SessionID are duplicated often when collecting lots of sessions

This impacts our log hunting capabilities.

Assuming random number generators behave normally, we should not have many name duplications given we use random name (1 out of 5494) and a 100000 to 999999 random id.

10^5 * 9 * 5494
4944600000

However, we see hundreds of thousands of duplicates in our logs.
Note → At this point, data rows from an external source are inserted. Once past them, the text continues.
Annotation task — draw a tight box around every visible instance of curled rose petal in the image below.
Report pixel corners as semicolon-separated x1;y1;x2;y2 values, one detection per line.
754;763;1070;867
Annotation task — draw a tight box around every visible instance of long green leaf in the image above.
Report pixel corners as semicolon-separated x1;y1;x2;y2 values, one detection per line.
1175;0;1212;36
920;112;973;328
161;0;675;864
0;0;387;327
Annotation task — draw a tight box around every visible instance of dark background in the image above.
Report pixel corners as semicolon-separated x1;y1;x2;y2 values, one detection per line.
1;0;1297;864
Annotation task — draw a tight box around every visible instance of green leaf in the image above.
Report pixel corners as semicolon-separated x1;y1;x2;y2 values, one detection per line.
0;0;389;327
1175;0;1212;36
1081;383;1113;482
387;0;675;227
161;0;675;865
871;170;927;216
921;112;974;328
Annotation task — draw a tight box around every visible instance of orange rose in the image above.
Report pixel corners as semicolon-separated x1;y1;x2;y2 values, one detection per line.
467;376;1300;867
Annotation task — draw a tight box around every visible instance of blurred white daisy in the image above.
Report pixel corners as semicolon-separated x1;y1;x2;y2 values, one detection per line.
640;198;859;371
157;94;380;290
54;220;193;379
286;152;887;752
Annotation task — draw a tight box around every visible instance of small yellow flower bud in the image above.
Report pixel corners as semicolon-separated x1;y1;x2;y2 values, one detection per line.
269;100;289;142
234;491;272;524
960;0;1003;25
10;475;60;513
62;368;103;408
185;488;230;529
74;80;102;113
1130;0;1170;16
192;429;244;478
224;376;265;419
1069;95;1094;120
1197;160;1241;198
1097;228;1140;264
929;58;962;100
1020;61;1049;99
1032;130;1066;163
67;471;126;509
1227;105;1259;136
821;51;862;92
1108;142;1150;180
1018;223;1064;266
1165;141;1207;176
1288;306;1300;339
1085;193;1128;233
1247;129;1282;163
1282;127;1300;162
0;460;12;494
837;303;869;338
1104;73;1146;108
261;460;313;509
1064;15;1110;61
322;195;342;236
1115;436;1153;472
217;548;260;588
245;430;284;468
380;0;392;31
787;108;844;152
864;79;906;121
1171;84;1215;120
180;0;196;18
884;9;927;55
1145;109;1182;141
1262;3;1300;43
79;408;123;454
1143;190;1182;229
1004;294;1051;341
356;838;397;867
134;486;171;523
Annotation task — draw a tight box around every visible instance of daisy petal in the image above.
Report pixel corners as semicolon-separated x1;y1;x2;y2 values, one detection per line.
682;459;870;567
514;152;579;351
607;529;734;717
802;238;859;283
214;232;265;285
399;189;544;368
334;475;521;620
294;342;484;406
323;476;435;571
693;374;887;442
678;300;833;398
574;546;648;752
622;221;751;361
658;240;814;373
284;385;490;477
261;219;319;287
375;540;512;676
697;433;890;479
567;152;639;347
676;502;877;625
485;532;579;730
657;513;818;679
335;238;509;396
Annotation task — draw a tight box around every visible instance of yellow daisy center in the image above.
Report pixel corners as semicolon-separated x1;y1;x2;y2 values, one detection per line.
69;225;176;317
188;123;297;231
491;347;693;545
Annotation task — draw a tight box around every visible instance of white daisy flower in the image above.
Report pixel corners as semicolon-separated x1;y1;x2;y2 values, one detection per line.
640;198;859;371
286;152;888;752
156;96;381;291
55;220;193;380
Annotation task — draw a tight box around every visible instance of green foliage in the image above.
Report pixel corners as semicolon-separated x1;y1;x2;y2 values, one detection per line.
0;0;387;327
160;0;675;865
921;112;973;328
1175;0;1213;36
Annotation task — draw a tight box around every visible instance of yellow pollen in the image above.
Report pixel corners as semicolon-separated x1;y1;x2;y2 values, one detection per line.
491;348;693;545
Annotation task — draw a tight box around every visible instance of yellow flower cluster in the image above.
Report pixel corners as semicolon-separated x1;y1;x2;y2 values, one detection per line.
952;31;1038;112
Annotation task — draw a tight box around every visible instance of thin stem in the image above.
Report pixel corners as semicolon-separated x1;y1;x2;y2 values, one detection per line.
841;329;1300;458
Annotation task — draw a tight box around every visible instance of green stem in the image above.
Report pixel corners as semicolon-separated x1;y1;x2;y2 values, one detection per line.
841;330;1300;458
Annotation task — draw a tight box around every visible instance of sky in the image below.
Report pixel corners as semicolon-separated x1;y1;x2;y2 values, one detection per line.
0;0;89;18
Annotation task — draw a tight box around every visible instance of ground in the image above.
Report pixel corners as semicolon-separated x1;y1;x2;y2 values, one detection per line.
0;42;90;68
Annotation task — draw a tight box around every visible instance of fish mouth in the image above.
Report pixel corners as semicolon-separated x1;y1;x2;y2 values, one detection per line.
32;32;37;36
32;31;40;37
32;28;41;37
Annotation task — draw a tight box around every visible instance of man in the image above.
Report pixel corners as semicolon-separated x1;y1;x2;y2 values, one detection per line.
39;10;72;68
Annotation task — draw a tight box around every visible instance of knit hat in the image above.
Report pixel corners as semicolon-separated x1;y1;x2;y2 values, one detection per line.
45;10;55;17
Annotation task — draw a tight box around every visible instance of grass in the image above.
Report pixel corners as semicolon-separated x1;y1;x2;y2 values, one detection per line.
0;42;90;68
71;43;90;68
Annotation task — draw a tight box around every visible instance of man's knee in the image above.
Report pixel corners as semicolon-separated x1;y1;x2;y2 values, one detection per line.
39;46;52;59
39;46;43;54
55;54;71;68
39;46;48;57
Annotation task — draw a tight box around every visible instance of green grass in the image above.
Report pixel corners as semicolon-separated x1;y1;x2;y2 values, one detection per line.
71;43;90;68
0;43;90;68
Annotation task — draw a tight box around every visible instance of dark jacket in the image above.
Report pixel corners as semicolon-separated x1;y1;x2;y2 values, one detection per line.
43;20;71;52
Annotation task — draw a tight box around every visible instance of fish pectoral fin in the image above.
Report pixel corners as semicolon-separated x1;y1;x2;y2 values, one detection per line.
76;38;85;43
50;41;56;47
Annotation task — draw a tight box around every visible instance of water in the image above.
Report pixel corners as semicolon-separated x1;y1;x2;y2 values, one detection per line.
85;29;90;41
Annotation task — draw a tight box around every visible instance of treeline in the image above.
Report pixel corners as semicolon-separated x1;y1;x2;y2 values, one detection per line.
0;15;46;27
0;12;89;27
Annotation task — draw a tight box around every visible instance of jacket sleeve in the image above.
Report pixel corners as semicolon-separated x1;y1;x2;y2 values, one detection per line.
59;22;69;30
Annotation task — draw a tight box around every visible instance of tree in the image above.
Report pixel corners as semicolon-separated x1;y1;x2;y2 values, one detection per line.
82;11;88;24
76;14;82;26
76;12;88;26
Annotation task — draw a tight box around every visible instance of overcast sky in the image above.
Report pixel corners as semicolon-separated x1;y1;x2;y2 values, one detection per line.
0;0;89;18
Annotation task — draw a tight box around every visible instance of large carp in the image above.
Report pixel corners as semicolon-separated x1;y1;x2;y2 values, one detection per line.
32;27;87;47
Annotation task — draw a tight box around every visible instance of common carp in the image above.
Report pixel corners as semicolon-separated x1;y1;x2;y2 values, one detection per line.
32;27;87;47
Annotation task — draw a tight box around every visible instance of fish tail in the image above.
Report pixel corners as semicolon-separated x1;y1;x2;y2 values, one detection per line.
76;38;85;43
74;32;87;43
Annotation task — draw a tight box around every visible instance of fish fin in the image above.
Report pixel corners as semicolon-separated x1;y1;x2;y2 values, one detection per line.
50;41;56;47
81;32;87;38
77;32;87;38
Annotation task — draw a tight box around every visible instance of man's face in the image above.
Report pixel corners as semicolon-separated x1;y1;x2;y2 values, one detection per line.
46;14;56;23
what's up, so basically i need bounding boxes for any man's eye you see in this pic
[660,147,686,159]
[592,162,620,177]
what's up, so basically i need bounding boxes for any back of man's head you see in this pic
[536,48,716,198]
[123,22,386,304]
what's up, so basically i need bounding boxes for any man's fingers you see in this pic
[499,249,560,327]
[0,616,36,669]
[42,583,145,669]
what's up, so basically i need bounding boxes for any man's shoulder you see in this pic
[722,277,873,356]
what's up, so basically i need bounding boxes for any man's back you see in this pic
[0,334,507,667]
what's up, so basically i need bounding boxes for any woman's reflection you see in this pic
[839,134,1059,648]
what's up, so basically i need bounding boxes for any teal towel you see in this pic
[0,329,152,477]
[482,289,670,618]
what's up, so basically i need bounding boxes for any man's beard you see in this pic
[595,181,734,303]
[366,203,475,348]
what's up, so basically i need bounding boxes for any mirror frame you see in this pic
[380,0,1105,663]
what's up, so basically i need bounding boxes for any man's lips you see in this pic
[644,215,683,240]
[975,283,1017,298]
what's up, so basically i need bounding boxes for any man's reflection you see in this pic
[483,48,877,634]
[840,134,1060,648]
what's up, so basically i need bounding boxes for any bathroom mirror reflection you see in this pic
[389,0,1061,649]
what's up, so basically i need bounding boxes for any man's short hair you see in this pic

Yes, we have millions of sessions but still it's too much.

SessionIDs are generated in pyrdp.core.mitm like this:

import random
# [...]
import names

# [...]
sessionID = f"{names.get_first_name()}{random.randrange(100000,999999)}"

The names module seems to have dubious crypto as is challenged here: https://github.com/treyhunner/names/issues/18#issuecomment-272858252

With 2.0 on the horizon, it's time to re-evaluate how we generate session IDs.

Our choices are:

something's wrong with the randomness pool on the server
names lib is bad
using regular random instead of something better
format <first_name><100000-999999> is not big enough

Created a test script:

import random
import names
import namesgenerator

newrng = random.SystemRandom()

iterations = 1_000_000

old_way = list()
new_namelib = list()
new_random = list()
new_len = list()
new_combined = list()
new_way = list()

for _c in range(iterations):
    session_id = f"{names.get_first_name()}{random.randrange(100000, 999999)}"
    old_way.append(session_id)

    session_id = f"{namesgenerator.get_random_name()}{random.randrange(100000, 999999)}"
    new_namelib.append(session_id)

    session_id = f"{names.get_first_name()}{newrng.randrange(100000, 999999)}"
    new_random.append(session_id)

    session_id = f"{names.get_first_name()}{random.randrange(1000000, 9999999)}"
    new_len.append(session_id)

    session_id = f"{namesgenerator.get_random_name()}{newrng.randrange(1000000, 9999999)}"
    new_combined.append(session_id)

    session_id = f"{namesgenerator.get_random_name()}{random.randrange(1000000, 9999999)}"
    new_way.append(session_id)

    print(".", end="", flush=True) if _c % 10_000 == 0 else 0

print(f"\nGenerated names: {len(old_way)}")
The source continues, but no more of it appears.